Antes de passar a palavra ao Marcelo, que é, de fato, o grande contribuinte do ensaio, vale explicar o contexto que deu origem ao texto.
Sua história começa em 05 de agosto de 2024, quando eu pesquisava antigas notícias na hemeroteca digital da Biblioteca Nacional para a produção de um livro. O tema da pesquisa era a fundação do Hospital de Clínicas da UFPR. Como, porém, me enquadro entre os “malucos do Kung-Fu”, aproveitei a oportunidade para pesquisar também sobre... Kung-Fu! Não havia como não fazer isso diante daquele acervo de tantas décadas, milhares de jornais e milhões de páginas.

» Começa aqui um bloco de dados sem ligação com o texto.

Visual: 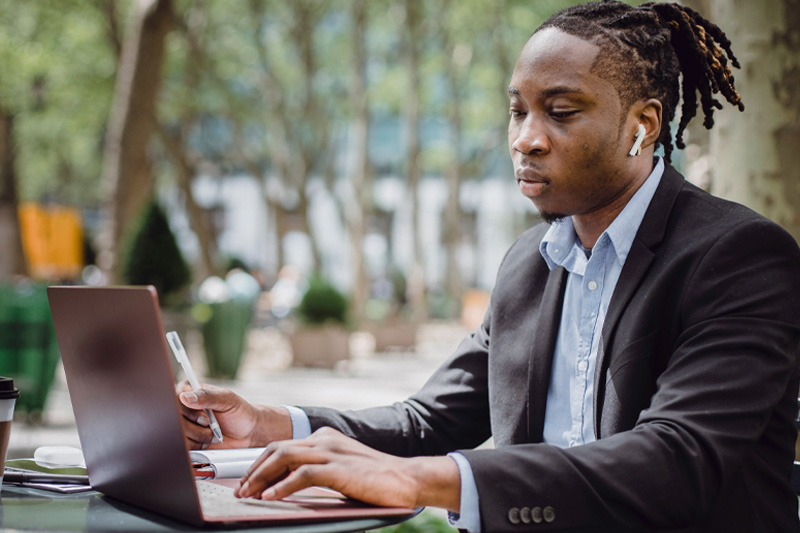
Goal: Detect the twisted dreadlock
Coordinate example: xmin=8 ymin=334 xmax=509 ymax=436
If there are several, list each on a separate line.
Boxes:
xmin=536 ymin=0 xmax=744 ymax=161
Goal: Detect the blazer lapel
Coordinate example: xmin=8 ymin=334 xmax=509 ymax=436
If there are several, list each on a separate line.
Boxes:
xmin=594 ymin=165 xmax=685 ymax=437
xmin=528 ymin=267 xmax=567 ymax=442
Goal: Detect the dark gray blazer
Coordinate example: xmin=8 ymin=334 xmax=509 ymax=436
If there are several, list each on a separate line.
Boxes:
xmin=304 ymin=167 xmax=800 ymax=532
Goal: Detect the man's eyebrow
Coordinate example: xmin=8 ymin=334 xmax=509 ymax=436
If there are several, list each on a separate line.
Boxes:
xmin=508 ymin=85 xmax=586 ymax=98
xmin=544 ymin=85 xmax=586 ymax=97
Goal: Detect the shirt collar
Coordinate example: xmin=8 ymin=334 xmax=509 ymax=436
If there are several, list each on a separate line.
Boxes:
xmin=539 ymin=157 xmax=664 ymax=270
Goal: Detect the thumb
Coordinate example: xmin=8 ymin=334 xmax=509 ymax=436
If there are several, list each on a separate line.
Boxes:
xmin=179 ymin=389 xmax=235 ymax=411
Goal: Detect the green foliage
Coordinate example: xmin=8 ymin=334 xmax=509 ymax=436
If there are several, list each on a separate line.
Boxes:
xmin=0 ymin=0 xmax=117 ymax=206
xmin=121 ymin=200 xmax=191 ymax=305
xmin=297 ymin=276 xmax=347 ymax=324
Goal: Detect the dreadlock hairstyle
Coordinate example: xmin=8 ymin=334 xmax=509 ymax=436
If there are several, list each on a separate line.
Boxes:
xmin=536 ymin=0 xmax=744 ymax=161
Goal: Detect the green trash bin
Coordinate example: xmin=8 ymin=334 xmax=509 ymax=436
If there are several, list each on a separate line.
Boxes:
xmin=0 ymin=284 xmax=59 ymax=418
xmin=199 ymin=300 xmax=253 ymax=379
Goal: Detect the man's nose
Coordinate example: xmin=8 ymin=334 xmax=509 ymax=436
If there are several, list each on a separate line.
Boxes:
xmin=511 ymin=115 xmax=550 ymax=155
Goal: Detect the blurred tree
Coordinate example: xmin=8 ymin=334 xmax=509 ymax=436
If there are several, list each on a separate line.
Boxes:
xmin=711 ymin=0 xmax=800 ymax=240
xmin=98 ymin=0 xmax=172 ymax=279
xmin=401 ymin=0 xmax=426 ymax=323
xmin=157 ymin=2 xmax=223 ymax=279
xmin=0 ymin=107 xmax=27 ymax=281
xmin=346 ymin=0 xmax=373 ymax=325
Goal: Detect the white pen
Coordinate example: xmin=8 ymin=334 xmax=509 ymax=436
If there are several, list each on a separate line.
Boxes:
xmin=167 ymin=331 xmax=222 ymax=442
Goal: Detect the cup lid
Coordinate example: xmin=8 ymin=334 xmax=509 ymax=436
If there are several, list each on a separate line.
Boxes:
xmin=0 ymin=376 xmax=19 ymax=400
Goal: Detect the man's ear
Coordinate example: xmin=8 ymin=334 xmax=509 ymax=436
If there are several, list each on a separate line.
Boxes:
xmin=631 ymin=98 xmax=662 ymax=148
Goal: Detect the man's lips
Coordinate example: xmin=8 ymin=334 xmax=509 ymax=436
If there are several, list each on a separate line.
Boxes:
xmin=515 ymin=168 xmax=550 ymax=198
xmin=515 ymin=169 xmax=550 ymax=184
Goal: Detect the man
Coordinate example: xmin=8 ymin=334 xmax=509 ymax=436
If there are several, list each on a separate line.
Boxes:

Propus um recorte (“Jornais do Paraná, 1960-1969”) e fui brincando com termos que poderiam representar o que conhecemos como “Kung-Fu” antes da entronização da palavra no imaginário brasileiro: “Kung-Fu”, “Kungfu”, “caratê chinês”, “luta chinesa” e até “konfu”. A ideia era verificar a existência de antecedentes prévios àqueles que eu tinha sobre as AMC na minha cidade natal, Curitiba.
Para mim, até então, elas teriam começado na “terra dos pinheirais” com os mestres Makáo (James Gonçalves Junior) e Lee Chung Deh, nas décadas de 1970 e 1980. Para meu encantamento, obtive um retorno, para o termo “konfu”. Uma nota breve, mas reveladora, publicada pelo jornal "Diário do Paraná" no dia 11 de dezembro de 1969. Ela dizia o seguinte:

Contava a nota, em síntese: (1) - que as AMC haviam chegado a Curitiba cerca de oito ou dez anos mais cedo do que, até então, eu pensava; (2) – que a capital paranaense teria sido a segunda do país a contar com uma academia de Kung-Fu (algo que soa como “papo de mestre” e que, por certo, merece outras investigações); e (3) – que o primeiro mestre de Kung-Fu e Tai-Chi na cidade foi uma pessoa chamada Lee Way Yin, sobre a qual eu – que me considerava conhecedor do assunto – nunca havia ouvido falar.
Feliz da vida, levei a descoberta, como postagem, ao Facebook, e recebi comentários preciosos – nada mais, nada menos, do que a identificação e a história do Mestre Lee Way Yin – vindos do Marcelo Archanjo. Conversamos, trocamos ideias e, a partir de um convite do Guilherme Luz, decidimos escrever este artigo.
Quem, ora pois, foi Lee Way Yin? A que categoria de mestre ele pertence? Afinal, houve mestres chineses “abaixo do radar” dos grandes “avatares” das AMC no Brasil? É disso que trata o instigantes texto de Marcelo Vidaurre Archanjo, que você vai ler agora.
1. Chegam os Mestres – “abaixo e acima do radar”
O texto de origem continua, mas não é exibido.